Tengo piernas largas y delgadas, igual que los brazos. Tengo cabeza pequeña que alberga un cerebro igualmente pequeño, pero que no me impide pensar, admirar las estrellas en las noches donde la luz que nos ilumina desde el cielo se marcha no sabemos dónde. Se va poco a poco, dicen los viejos que el ratón gigante que vive bajo la tierra y bajo el mar se la come igual que roen los granos que vamos guardando con cuidado, muy poco a poco porque si guardamos en exceso se pudren o se lo llevan los ratones y las ratas, no sabemos si para alimentar la luz del día en vasallaje al ratón de los cielos.

¿Reír? Sí, reímos al contemplar el grano maduro y las bayas tiernas, al ver saltar a nuestros cachorros chapoteando en la laguna de la que bebemos con cuidado, alerta por si aparece algún depredador, siempre andan merodeando. También lloramos al despedir a nuestros muertos en la profundidad de la cueva. Allí, cerca de los espíritus de nuestros antepasados, grabamos signos sagrados, transmitiendo nuestro saber a los que vendrán después. No sabemos quiénes serán, pero estamos seguros de que sabrán interpretarlos. Aquél que bajará en el futuro a la cueva de nuestros muertos nunca más será el que entró, su vida cambiaría, no sabemos cómo ni cuándo, pero sucederá.

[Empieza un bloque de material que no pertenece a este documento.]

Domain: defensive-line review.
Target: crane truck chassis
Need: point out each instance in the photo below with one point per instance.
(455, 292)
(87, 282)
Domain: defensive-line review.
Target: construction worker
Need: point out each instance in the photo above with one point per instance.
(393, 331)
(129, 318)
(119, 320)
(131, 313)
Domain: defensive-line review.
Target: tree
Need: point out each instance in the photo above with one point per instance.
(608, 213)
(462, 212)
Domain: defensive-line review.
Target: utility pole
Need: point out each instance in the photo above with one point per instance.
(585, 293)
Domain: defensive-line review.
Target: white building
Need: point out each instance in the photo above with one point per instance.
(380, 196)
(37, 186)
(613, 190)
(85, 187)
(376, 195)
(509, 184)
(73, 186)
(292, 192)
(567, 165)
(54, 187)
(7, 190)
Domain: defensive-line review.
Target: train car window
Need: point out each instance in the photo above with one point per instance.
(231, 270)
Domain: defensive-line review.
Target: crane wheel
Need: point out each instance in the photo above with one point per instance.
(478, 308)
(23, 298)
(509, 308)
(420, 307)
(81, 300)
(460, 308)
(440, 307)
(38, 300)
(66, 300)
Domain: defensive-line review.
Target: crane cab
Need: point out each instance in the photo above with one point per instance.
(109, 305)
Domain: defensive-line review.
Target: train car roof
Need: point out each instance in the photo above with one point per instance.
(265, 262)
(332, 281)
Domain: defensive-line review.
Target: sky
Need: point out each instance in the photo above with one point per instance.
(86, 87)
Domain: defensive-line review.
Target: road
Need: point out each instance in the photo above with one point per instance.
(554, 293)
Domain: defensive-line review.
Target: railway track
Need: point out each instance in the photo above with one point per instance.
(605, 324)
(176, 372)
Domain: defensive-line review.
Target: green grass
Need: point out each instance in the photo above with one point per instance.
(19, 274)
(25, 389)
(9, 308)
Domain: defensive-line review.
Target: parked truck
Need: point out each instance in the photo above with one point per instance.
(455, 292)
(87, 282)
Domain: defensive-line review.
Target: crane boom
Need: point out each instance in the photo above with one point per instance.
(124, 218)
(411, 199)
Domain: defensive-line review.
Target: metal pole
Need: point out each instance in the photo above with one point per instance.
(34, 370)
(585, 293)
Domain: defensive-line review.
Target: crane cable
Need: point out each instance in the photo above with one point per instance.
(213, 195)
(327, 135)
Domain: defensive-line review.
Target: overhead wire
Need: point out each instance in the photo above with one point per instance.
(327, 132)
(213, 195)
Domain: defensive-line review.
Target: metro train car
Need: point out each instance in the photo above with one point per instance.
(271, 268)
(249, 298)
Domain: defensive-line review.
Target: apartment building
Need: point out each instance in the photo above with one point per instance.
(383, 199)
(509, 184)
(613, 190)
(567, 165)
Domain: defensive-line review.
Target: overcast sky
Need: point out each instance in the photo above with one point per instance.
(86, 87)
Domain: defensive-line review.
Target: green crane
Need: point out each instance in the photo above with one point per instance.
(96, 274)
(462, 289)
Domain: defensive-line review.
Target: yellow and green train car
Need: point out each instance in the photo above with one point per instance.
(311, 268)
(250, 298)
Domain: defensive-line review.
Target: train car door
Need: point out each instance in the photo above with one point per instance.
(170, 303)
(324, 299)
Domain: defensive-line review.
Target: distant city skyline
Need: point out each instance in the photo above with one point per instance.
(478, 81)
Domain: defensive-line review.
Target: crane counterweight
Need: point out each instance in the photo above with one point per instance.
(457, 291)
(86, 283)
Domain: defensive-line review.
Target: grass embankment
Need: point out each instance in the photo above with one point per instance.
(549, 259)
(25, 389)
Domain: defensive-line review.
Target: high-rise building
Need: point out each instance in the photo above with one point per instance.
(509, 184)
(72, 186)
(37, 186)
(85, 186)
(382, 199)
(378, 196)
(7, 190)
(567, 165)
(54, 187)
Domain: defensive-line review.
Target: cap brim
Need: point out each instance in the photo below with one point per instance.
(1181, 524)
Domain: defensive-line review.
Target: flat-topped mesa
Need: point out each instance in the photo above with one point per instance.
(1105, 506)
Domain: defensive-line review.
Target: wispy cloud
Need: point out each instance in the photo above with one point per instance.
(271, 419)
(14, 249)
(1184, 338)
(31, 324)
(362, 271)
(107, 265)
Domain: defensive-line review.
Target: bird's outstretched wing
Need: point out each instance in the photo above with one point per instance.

Han pasado muchos miles de años desde que nos separamos. Naledis nos han llamado los que se dedican a buscar orígenes de distintas especies que tengan que ver con la suya. Por el tamaño de nuestro cerebro creyeron que éramos muy distintos a ellos, que no éramos capaces de enterrar a nuestros muertos. Sin embargo, han comprobado, habéis comprobado, que fuimos capaces de correr riesgos que no creeríais para ofrecer un funeral a nuestros seres queridos. Bajamos a profundidades por pasadizos verticales donde apenas cabe un adulto, encendiendo fuegos sagrados.  

Sí, conocíamos el fuego purificador, el que nos acogía en la oscuridad cuando la luz cegadora se marchaba bajo la tierra y aparecía la que era alimento de pequeños ratones celestes, los ancestros de aquel que cayó desde arriba y se hundió en la tierra y el mar hace tanto tiempo que nadie lo recuerda. Solo sabemos que se hizo tan grande, tan poderoso, que sus padres unidos en el miedo pudieron arrojarlo hacia el abismo y desde entonces se alimenta de la luz que cada día baja para él.

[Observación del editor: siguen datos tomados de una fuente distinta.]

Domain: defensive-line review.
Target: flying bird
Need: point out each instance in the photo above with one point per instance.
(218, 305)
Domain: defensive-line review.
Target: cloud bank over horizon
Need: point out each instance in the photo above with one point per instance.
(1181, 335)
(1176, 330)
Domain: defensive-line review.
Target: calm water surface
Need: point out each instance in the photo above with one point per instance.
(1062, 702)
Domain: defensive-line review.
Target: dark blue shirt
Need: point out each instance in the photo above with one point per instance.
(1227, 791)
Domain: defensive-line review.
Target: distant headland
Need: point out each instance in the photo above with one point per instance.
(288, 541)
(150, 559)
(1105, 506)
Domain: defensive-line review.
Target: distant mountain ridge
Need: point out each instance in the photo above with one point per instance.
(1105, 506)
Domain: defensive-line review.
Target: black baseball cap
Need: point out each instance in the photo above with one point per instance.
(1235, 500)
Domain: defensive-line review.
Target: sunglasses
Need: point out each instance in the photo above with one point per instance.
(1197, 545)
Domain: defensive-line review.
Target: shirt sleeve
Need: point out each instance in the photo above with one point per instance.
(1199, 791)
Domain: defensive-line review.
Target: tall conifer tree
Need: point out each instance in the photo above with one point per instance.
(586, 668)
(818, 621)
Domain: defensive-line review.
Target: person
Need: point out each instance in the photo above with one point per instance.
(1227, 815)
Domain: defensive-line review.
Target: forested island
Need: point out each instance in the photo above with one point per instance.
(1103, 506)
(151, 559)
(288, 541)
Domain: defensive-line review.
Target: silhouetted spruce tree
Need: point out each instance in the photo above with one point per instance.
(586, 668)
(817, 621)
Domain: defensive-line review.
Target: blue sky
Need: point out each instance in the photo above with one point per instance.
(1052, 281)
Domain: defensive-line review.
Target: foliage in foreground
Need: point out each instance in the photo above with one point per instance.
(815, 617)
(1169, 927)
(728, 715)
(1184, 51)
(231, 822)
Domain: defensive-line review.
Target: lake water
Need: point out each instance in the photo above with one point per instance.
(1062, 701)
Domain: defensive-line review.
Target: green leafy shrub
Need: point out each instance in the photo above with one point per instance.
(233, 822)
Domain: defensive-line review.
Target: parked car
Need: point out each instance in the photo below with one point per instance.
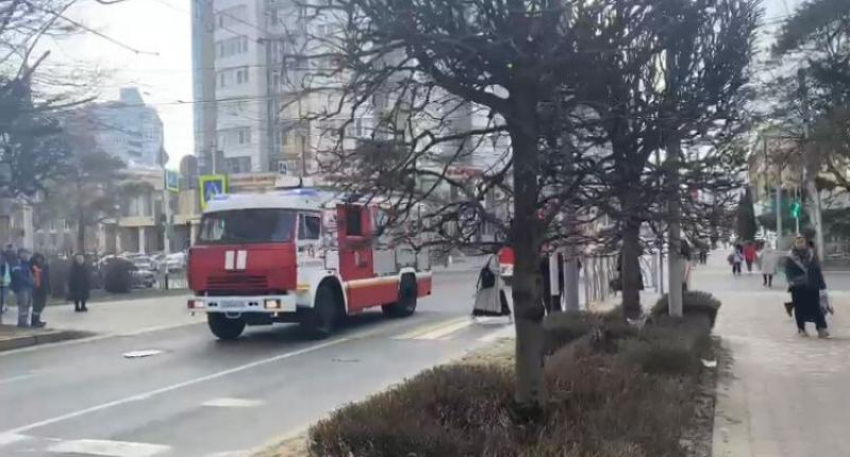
(143, 278)
(144, 263)
(176, 261)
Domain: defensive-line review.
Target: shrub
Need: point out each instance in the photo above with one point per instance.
(694, 302)
(669, 347)
(564, 328)
(118, 276)
(446, 411)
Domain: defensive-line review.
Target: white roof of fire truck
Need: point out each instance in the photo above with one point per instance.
(302, 199)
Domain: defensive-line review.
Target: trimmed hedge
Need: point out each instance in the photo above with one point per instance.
(631, 402)
(694, 302)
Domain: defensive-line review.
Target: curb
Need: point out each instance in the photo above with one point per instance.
(48, 337)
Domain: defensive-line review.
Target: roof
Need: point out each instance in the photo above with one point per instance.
(296, 199)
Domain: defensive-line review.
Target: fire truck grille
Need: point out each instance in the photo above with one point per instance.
(236, 282)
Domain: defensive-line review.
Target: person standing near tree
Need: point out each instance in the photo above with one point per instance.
(22, 286)
(78, 283)
(750, 255)
(807, 285)
(736, 258)
(41, 288)
(769, 262)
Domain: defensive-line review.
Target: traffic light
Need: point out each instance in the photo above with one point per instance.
(795, 210)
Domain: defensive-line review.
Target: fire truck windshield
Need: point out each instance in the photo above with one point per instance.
(248, 226)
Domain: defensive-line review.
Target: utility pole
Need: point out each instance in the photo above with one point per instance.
(765, 138)
(811, 167)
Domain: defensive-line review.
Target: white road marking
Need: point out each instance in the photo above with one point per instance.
(141, 354)
(446, 330)
(10, 438)
(173, 387)
(22, 377)
(96, 338)
(108, 448)
(232, 403)
(507, 332)
(422, 330)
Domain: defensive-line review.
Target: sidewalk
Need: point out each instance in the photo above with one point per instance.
(113, 318)
(784, 396)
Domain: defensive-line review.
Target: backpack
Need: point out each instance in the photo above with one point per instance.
(486, 279)
(36, 276)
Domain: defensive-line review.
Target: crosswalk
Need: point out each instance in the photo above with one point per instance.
(448, 329)
(465, 328)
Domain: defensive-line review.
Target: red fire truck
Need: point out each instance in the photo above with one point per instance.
(297, 256)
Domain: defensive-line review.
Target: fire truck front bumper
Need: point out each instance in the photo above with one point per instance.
(269, 304)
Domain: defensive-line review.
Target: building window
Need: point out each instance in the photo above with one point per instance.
(232, 46)
(239, 165)
(244, 136)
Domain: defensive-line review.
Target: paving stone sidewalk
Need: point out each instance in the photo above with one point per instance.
(785, 395)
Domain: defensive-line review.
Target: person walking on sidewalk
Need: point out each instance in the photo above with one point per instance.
(806, 283)
(769, 263)
(750, 256)
(5, 281)
(736, 258)
(22, 285)
(78, 283)
(41, 288)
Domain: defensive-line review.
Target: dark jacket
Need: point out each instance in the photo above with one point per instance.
(78, 282)
(44, 287)
(21, 277)
(802, 270)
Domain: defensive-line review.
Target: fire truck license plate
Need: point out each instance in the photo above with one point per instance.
(229, 304)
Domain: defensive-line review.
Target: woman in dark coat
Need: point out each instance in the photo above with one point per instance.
(805, 282)
(78, 283)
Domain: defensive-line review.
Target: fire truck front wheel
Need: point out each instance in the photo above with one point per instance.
(322, 319)
(407, 298)
(224, 328)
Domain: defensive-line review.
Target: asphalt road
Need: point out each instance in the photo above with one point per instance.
(199, 397)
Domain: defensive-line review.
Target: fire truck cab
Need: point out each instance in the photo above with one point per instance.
(299, 256)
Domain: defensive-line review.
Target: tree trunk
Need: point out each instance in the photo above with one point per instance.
(675, 228)
(630, 270)
(81, 231)
(525, 241)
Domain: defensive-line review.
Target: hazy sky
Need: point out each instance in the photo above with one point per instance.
(162, 69)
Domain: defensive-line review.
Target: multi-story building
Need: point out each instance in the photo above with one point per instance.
(127, 128)
(248, 113)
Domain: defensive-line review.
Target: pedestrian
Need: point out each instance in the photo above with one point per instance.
(22, 285)
(769, 262)
(490, 297)
(807, 285)
(750, 255)
(736, 258)
(5, 281)
(78, 283)
(41, 288)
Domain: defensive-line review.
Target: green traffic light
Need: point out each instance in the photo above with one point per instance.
(795, 209)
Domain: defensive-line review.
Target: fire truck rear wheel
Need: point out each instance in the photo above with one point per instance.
(407, 298)
(224, 328)
(322, 319)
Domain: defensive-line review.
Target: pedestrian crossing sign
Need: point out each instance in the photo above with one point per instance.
(210, 186)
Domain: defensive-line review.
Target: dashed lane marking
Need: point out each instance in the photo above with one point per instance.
(11, 438)
(232, 403)
(503, 333)
(425, 329)
(108, 448)
(170, 388)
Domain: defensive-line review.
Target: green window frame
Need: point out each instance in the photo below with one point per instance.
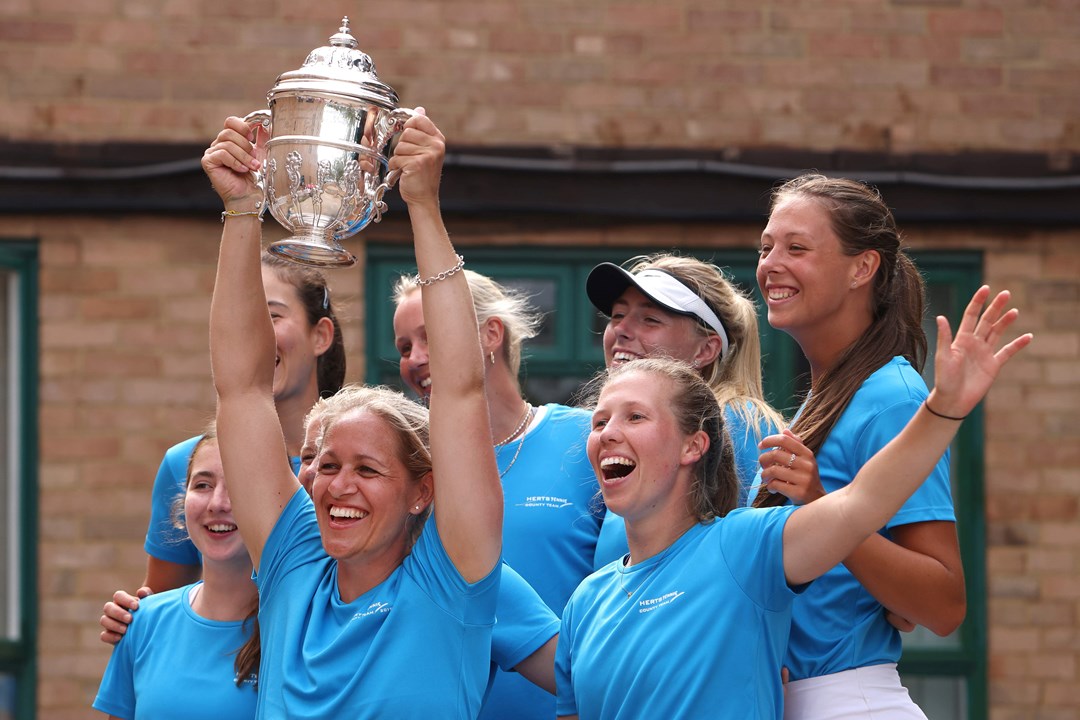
(18, 267)
(950, 670)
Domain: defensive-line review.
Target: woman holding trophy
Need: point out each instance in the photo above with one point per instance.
(366, 609)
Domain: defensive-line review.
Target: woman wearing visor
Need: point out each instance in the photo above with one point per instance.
(684, 309)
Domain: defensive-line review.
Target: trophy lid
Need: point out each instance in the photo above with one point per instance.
(340, 69)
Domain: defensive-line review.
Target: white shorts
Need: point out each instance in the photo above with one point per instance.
(864, 693)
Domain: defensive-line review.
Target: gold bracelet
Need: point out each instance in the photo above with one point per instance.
(943, 417)
(256, 212)
(443, 275)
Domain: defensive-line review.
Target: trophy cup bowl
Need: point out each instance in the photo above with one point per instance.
(325, 170)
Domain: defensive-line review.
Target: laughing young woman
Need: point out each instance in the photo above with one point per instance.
(693, 623)
(669, 306)
(835, 277)
(366, 609)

Cada vez que las especies Homo se cruzan, se miran, se aparean, se separan, desaparecen, quedan sus huellas en la naturaleza, en la cultura más profunda que de alguna manera se ha ido transmitiendo al homo sapiens. Nunca hemos sido únicos dueños del planeta. Dentro de miles de años, no sé cuántos, quizás menos de los que creemos, alguna especie encontrará restos de unos seres extraños que se destruyeron en su locura de creerse dueños del tiempo, del espacio y de la naturaleza.